Cooperation Between Entrepreneurs

Practical cooperation without hidden claims

DKWS creates space for entrepreneurs to work together in a clear, practical, and responsible way.

Cooperation may involve shared projects, referrals, commissions, joint purchasing, shared sales, temporary support, client distribution, operational help, or the use of each other’s network, knowledge, materials, or capacity.

Within DKWS, cooperation is not treated as vague goodwill.

When people work together, something is being carried: time, attention, responsibility, risk, money, reputation, access, execution, continuity, or carrying capacity.

That is why cooperation must remain visible and discussable before it becomes too heavy.

A client is not automatically collective

A client, opportunity, or project does not automatically become collective property simply because it enters the DKWS field.

When an entrepreneur brings in a client, relation, lead, opportunity, or project, that original client line remains visible until something else is clearly agreed.

This protects the person who built the relationship, opened the door, or carried the first responsibility.

Shared cooperation is possible, but it must be agreed, not assumed.

Shared earning requires shared carrying

DKWS recognises that entrepreneurs may earn together.

But shared earning only becomes fair when shared carrying is also clear.

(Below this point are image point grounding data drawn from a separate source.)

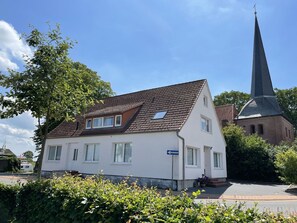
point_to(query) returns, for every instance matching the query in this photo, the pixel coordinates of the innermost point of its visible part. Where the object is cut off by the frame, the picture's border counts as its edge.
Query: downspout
(183, 158)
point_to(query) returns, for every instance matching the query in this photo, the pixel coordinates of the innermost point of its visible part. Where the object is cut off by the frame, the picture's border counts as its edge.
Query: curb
(249, 198)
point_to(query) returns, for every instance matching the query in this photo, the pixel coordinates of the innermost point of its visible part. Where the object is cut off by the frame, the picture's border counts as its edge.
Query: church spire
(261, 81)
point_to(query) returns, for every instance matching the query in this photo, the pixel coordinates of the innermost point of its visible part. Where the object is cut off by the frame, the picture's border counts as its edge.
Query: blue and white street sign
(172, 152)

Before a client, project, or opportunity is treated as shared, the following questions should be made visible:

  • Who brought the client or opportunity in?
  • Who carries the relationship?
  • Who is the main point of contact?
  • Who performs the work?
  • Who carries financial, operational, or reputational risk?
  • Who invests time, materials, network, or preparation?
  • Who provides infrastructure, tools, space, stock, or coordination?
  • How will payment, recognition, Lumen, or return flow be divided if applicable?
  • What happens if the cooperation changes, pauses, or ends?

These questions are not meant to create distrust.

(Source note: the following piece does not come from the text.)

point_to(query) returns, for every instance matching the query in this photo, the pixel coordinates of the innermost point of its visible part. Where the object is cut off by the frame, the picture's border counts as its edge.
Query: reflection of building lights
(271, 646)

They prevent confusion from becoming conflict later.

Forms of cooperation

Cooperation between entrepreneurs within DKWS may include:

  • referrals
  • commission agreements
  • temporary project support
  • shared service delivery
  • joint purchasing or sales
  • shared logistics
  • client handover or client distribution
  • shared preparation, planning, or execution
  • access to network, space, materials, tools, or capacity

Each form of cooperation can be valuable, but each form carries different responsibilities.

A referral is not the same as execution.

Execution is not the same as client ownership.

Bringing a client in is not the same as carrying all future responsibility.

Helping once is not the same as becoming permanently attached to a project.

DKWS makes these differences visible.

No silent takeover

Where the phrase “this client is ours” is used without clear agreement, there is a risk of silent takeover.

DKWS does not allow cooperation to become a soft way of taking over what someone else has built.

At the same time, DKWS does not lock every client or opportunity into one person forever.

A client line can become more shared over time, but only when responsibility, trust, contribution, and return flow grow with it.

The purpose is not possession.

The purpose is fair carrying.

Cooperation must stay workable

Good cooperation does not require everyone to do the same amount of work.

It does require that differences are visible.

One person may bring the client.

Another may carry the execution.

Another may provide materials, space, transport, preparation, or specialist knowledge.

Another may carry risk, administration, communication, or follow-up.

DKWS does not force these contributions into one fixed formula.

It helps participants see what is actually being carried, so agreements can match reality.

Return flow and carrying capacity

Return flow should stay connected to what is actually carried.

A person who brings a lead may deserve recognition or a referral return.

A person who performs the work may deserve operational return.

A person who carries cost, risk, tools, space, infrastructure, stock, preparation, or responsibility may deserve a different form of return.

A person who maintains the client relationship over time may carry continuity that should remain visible.

Lightpoints may help recognise contribution.

DKWS helps clarify whether that contribution carries enough practical weight to support return, payment, Lumen, or another form of exchange.

Where Lumen are involved, they may only move where practical exchange is supported by real carrying capacity.

Core principle

Cooperation becomes clear when contribution, responsibility, risk, cost, client relation, and return flow are visible before the work begins.

DKWS supports cooperation between entrepreneurs, but it does not romanticise it.

Working together can create more value than working alone, but only when contribution, risk, responsibility, cost, client relation, and return flow are not hidden.

A client line may be shared.

A project may be shared.

Revenue may be shared.

But within DKWS, shared earning always asks one question first:

Who is carrying what?

In essence

DKWS helps entrepreneurs cooperate without hidden claims.

It protects client lines, makes roles visible, and keeps return flow connected to real carrying.

It does not make every opportunity collective by default.

It does not let the strongest party quietly take over.

It does not turn goodwill into vague obligation.

It does not allow Lumen to move without carrying capacity.

Cooperation becomes healthier when contribution, responsibility, risk, cost, client relation, and return are clear enough to be discussed before imbalance grows.